The sanctity of George Washington’s reputation doesn’t define who I am. Neither does the disparagement of Alexander Hamilton handicap my resolve. Seeing the Bill of Rights as a hollow afterthought of elites who readily and repeatedly disenfranchised our historic counterparts brings clarity, not consternation. I have no more in common with these men than I do FDR or Ronald Reagan. My identity is defined by thousands of years of European history – mostly German, English, and Polish – not one moment in time that defined only the current version of a nation my ancestors immigrated to because their own great nations had been ravaged by Jewish financial destruction.

If we all agree that Jews have been the most critical issue for us and our ancestors in Europe and in America for millennia, then the most important basis for forming a coherent political identity rests with measuring what we define as inspirational and worthy of redemption against the successes or failures in dealing with that problem in the past. Given that Jews have been ejected from various nations many times throughout recorded history, there is a clear difference between a people and a government who were philosemitic and embraced Jewry and those who had the courage and the tenacity to deal proactively with the Jewish problem.

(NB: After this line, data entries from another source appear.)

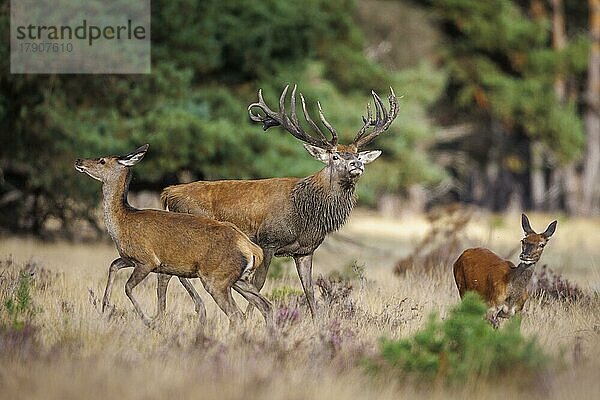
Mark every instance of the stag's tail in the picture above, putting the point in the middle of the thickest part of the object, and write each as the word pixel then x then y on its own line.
pixel 165 198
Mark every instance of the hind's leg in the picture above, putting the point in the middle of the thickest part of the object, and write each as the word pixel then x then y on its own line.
pixel 200 308
pixel 224 300
pixel 140 272
pixel 116 265
pixel 251 294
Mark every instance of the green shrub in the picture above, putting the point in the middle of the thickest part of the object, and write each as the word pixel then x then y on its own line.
pixel 19 308
pixel 277 269
pixel 350 272
pixel 462 347
pixel 284 294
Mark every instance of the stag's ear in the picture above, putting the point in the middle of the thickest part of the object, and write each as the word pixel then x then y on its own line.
pixel 134 157
pixel 368 156
pixel 550 230
pixel 318 153
pixel 526 226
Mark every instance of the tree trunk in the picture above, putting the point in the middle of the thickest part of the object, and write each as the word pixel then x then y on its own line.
pixel 536 174
pixel 564 178
pixel 591 168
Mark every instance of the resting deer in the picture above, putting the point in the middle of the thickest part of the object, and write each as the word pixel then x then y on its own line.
pixel 290 216
pixel 501 284
pixel 187 246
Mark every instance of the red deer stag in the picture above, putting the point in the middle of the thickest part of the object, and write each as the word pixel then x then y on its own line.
pixel 187 246
pixel 501 284
pixel 290 216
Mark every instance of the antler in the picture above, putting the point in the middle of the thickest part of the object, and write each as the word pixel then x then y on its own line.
pixel 291 123
pixel 382 121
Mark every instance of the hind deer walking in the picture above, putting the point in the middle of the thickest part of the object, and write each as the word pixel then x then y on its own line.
pixel 290 216
pixel 187 246
pixel 501 284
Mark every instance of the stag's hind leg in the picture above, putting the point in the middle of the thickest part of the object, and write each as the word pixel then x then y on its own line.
pixel 116 265
pixel 304 267
pixel 161 293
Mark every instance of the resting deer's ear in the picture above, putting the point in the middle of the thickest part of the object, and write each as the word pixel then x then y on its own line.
pixel 550 230
pixel 318 153
pixel 526 226
pixel 134 157
pixel 368 156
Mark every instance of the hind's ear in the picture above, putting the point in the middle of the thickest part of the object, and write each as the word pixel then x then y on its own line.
pixel 550 230
pixel 134 157
pixel 369 156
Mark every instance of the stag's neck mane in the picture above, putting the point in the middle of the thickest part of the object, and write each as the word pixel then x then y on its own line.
pixel 114 202
pixel 323 202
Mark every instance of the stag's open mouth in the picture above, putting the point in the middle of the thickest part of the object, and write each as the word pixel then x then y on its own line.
pixel 356 171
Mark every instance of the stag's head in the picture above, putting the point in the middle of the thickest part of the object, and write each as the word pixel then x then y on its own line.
pixel 106 169
pixel 533 243
pixel 345 161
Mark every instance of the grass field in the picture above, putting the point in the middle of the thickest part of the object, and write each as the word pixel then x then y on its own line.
pixel 75 351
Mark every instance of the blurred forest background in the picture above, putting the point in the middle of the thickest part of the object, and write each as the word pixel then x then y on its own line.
pixel 501 104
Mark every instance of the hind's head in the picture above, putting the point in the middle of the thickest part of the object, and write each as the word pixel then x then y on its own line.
pixel 533 243
pixel 109 168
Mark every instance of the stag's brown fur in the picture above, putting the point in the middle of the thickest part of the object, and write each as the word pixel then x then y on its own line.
pixel 499 282
pixel 184 245
pixel 290 216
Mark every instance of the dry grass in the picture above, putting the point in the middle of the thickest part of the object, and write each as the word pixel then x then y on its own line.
pixel 80 353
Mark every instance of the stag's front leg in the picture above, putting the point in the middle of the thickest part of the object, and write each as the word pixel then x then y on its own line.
pixel 161 293
pixel 260 276
pixel 304 267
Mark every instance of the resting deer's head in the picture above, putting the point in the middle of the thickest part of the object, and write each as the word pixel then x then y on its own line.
pixel 346 162
pixel 106 169
pixel 533 243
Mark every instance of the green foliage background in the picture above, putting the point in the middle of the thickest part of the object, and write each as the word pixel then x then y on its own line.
pixel 493 66
pixel 209 58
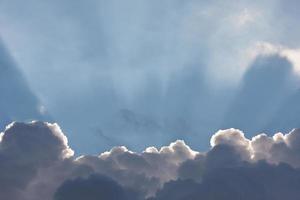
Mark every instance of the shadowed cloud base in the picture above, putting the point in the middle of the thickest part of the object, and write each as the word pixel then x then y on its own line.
pixel 37 163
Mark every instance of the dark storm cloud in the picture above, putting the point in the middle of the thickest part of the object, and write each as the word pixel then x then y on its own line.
pixel 37 163
pixel 94 187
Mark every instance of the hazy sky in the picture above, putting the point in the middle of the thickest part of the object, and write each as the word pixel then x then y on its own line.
pixel 140 73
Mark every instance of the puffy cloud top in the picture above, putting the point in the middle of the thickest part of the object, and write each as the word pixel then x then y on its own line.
pixel 37 163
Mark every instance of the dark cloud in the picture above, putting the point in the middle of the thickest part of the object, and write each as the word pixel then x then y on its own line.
pixel 94 187
pixel 37 163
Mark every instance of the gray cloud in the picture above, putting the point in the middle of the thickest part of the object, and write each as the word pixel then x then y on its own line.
pixel 36 162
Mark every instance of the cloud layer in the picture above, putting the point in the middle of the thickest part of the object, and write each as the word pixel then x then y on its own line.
pixel 154 71
pixel 37 163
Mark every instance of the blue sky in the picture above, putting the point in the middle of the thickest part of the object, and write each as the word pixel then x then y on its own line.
pixel 140 73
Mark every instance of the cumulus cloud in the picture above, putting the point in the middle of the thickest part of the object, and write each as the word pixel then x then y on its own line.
pixel 37 163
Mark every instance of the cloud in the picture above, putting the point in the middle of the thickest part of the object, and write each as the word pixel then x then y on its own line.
pixel 92 188
pixel 37 162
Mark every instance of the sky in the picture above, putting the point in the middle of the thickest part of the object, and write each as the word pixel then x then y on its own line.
pixel 149 100
pixel 141 73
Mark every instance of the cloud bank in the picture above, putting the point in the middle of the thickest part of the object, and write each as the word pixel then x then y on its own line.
pixel 37 163
pixel 154 71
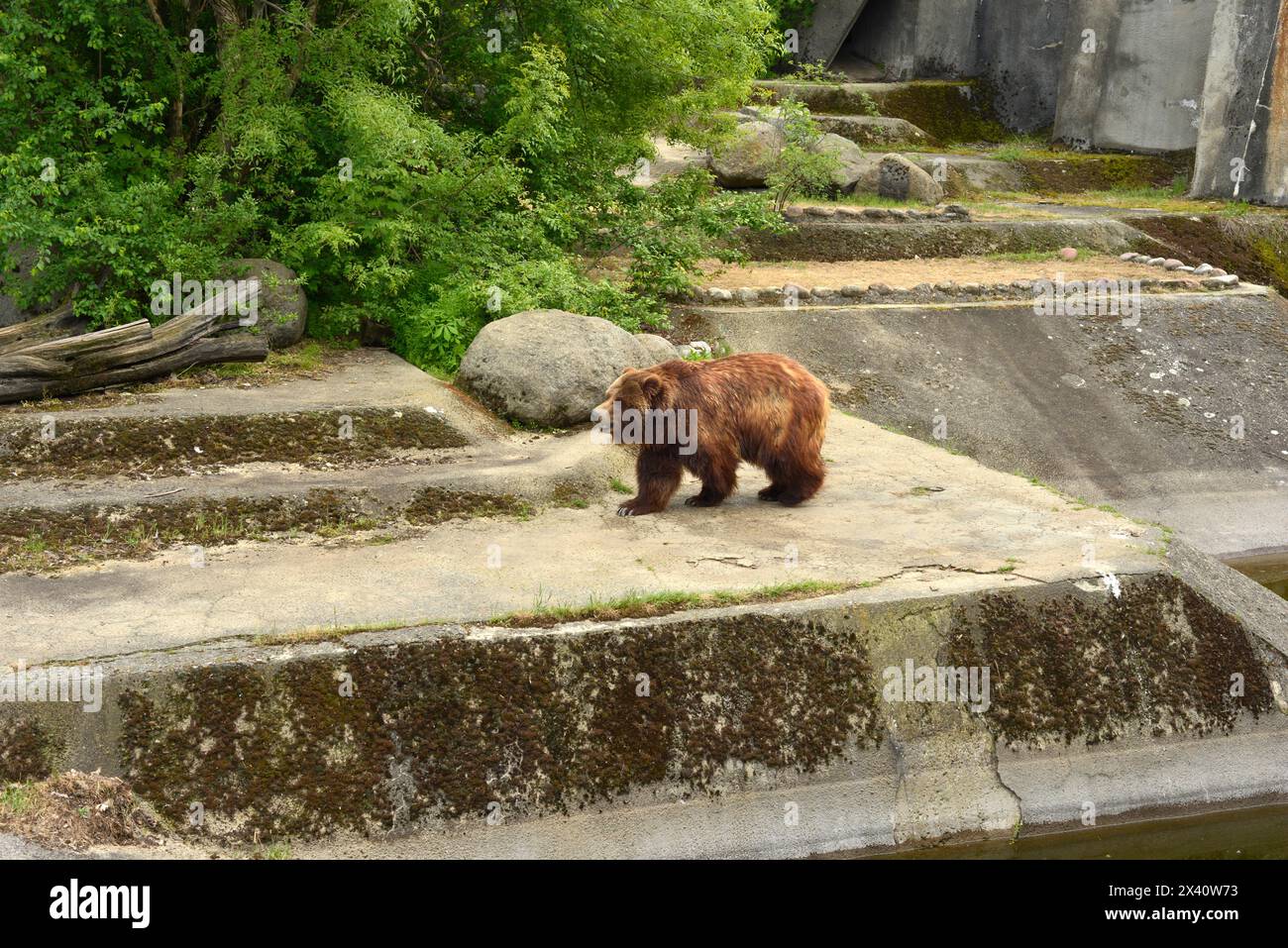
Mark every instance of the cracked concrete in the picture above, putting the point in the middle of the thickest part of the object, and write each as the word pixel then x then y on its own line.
pixel 866 528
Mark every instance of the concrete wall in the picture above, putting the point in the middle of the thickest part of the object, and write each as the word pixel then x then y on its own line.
pixel 887 34
pixel 1244 120
pixel 1014 43
pixel 827 30
pixel 1132 73
pixel 1020 50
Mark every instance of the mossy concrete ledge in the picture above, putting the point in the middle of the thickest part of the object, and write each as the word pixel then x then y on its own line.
pixel 748 730
pixel 849 241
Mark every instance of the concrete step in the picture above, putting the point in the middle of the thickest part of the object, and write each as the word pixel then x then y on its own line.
pixel 1172 415
pixel 372 408
pixel 848 240
pixel 949 111
pixel 471 570
pixel 872 130
pixel 763 730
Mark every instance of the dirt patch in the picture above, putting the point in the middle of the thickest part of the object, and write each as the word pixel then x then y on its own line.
pixel 436 505
pixel 151 447
pixel 44 541
pixel 309 360
pixel 76 810
pixel 1254 249
pixel 961 269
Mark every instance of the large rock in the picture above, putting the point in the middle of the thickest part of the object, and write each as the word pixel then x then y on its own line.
pixel 747 158
pixel 902 180
pixel 655 348
pixel 857 170
pixel 282 304
pixel 546 366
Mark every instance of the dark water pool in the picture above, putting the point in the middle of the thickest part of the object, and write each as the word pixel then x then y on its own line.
pixel 1270 571
pixel 1248 833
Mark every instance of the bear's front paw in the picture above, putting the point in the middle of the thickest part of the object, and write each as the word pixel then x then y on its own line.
pixel 634 507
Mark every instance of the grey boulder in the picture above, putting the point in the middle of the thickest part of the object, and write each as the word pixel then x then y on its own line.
pixel 546 366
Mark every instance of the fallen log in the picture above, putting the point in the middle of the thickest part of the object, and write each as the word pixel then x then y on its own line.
pixel 202 352
pixel 39 360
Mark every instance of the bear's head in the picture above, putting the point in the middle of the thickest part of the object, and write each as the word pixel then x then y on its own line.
pixel 639 389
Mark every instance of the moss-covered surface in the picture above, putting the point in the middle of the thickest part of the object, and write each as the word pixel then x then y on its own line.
pixel 40 540
pixel 437 505
pixel 27 750
pixel 1068 669
pixel 533 724
pixel 166 446
pixel 1253 247
pixel 1077 172
pixel 836 243
pixel 947 111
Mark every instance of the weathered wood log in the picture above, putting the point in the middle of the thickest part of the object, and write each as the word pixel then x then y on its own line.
pixel 52 325
pixel 202 352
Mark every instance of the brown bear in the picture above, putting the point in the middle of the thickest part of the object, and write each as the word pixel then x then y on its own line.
pixel 707 416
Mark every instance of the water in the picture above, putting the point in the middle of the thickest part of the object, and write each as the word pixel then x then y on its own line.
pixel 1270 571
pixel 1258 832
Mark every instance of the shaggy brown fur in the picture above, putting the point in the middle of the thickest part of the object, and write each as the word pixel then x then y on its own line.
pixel 758 407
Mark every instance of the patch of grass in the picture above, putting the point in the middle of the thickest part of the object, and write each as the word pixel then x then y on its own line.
pixel 16 798
pixel 142 447
pixel 76 810
pixel 42 540
pixel 648 604
pixel 870 200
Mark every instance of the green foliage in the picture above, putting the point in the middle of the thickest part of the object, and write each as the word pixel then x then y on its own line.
pixel 802 166
pixel 421 163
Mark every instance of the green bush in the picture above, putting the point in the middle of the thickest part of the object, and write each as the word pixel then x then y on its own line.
pixel 420 163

For this reason, the decision whether or not to seek inspiration from philo-semites or anti-semites should be so simple a child could understand. Taking on the baggage of inclusive enlightenment values, and the philo-semites that promoted them, out of some misguided belief that they are the key to unlocking Big NormieTM cannot fail a moment too soon. There are ample anti-semitic cultural heroes from every single European nation, including our own, to serve as a model for defining for ourselves who we are as a people and a nation.

This is precisely why no one would ever ask the French, the English, the Polish, the Germans, or the Americans to sacrifice their heritage or their history – and no one ever has. This is a tired strawman that is trotted out by feckless midwits who only understand things in absolute terms, i.e., ALL good or ALL bad, and who will contort their arguments into all sorts of contradictory pretzels in order to avoid transparently embracing national socialism. In the end, that’s all this is really about.

The sooner we discard unthinking patriotard jingoism, founding father worship, and other dead end ideas, the sooner we can get down to a legitimate cultural bedrock on which we can create and define our own ethos about who and what we are as a race and as a nation.